# HD OTA reception problems with 811



## dsalee (Mar 14, 2006)

I have just purchased a high end Winegard 8-bay UHF antennae for HD OTA reception. There are 3 local channels within 120 and 122 degrees compass; CBS, FOX, & NBC. Their respective signal strengths are 85, 88, and 80, and all three 'lock' on when adding local DTV channels through the 811 menu. Both CBS and FOX downloaded their local channel number and designation when tuning to the appropriate tranmission frequency. The reception is flawless.

However, with NBC the downloaded OTA channel is the same channel number as the transmission frequency. When I view the 'guide', I see the appropriate programming information under this channel number. But when I attempt to select the channel, the 811 unit 'loses its brains' and conducts a powered-on reboot, or reinitialization of the whole system including transponder stepping & programming information download. This has occurred every time I attempt to access the OTA NBC channel.
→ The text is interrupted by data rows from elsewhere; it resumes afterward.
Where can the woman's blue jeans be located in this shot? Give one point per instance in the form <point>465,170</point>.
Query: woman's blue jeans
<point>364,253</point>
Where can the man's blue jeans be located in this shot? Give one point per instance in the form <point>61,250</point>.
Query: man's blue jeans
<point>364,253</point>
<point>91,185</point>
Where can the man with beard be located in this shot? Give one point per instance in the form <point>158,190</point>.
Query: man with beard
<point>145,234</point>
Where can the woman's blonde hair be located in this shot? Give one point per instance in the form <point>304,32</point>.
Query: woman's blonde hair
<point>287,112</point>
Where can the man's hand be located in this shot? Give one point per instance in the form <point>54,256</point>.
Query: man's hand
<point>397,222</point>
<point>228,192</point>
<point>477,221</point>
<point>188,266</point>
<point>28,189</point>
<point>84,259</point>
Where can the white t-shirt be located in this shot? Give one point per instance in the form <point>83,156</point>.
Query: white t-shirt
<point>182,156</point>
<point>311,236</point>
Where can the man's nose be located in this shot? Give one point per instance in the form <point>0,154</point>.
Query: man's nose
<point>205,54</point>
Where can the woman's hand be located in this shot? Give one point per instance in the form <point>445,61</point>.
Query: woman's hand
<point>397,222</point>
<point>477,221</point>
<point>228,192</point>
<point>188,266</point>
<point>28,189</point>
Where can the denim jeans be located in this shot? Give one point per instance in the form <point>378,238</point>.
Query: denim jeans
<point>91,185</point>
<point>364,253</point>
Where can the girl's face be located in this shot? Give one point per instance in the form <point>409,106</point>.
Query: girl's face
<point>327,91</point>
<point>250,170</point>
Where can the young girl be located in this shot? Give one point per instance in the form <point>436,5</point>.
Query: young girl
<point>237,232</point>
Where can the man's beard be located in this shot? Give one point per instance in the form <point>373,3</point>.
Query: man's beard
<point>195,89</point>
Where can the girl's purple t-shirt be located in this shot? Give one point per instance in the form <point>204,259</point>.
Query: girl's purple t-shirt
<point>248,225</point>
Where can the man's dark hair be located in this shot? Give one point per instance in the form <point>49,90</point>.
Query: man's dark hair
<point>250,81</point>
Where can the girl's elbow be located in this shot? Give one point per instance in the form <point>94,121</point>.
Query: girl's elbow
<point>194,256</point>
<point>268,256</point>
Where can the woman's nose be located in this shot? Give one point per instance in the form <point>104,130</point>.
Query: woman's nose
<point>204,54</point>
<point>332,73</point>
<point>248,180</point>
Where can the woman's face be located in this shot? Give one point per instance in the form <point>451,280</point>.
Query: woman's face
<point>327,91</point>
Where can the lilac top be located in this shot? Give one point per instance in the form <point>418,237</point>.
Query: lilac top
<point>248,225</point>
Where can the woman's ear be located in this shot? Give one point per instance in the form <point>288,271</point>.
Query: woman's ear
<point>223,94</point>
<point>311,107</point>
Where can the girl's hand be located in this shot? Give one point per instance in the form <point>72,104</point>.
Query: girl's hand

I live in Spokane, WA 99208 and the NBC affiliate is KHQ (transmission frequency 15)

Any thoughts or ideas???


----------



## olgeezer (Dec 5, 2003)

dsalee said:


> I have just purchased a high end Winegard 8-bay UHF antennae for HD OTA reception. There are 3 local channels within 120 and 122 degrees compass; CBS, FOX, & NBC. Their respective signal strengths are 85, 88, and 80, and all three 'lock' on when adding local DTV channels through the 811 menu. Both CBS and FOX downloaded their local channel number and designation when tuning to the appropriate tranmission frequency. The reception is flawless.
> 
> However, with NBC the downloaded OTA channel is the same channel number as the transmission frequency. When I view the 'guide', I see the appropriate programming information under this channel number. But when I attempt to select the channel, the 811 unit 'loses its brains' and conducts a powered-on reboot, or reinitialization of the whole system including transponder stepping & programming information download. This has occurred every time I attempt to access the OTA NBC channel.
> 
> ...


Unless NBC is a low power class A or smaller channel, it will have a second channel assignment. Check the station to find what the "real" channel number is. Go to set up and add Digital, plug in that channel number and check your signal strength. If this still does not work, might check the station engineer, to see is PSIP is fully functional. Sometimes this can be an issue.


----------



## olgeezer (Dec 5, 2003)

Just checked. The channel should be 15


----------



## oljim (Aug 6, 2002)

Sounds like a station PSIP problem


----------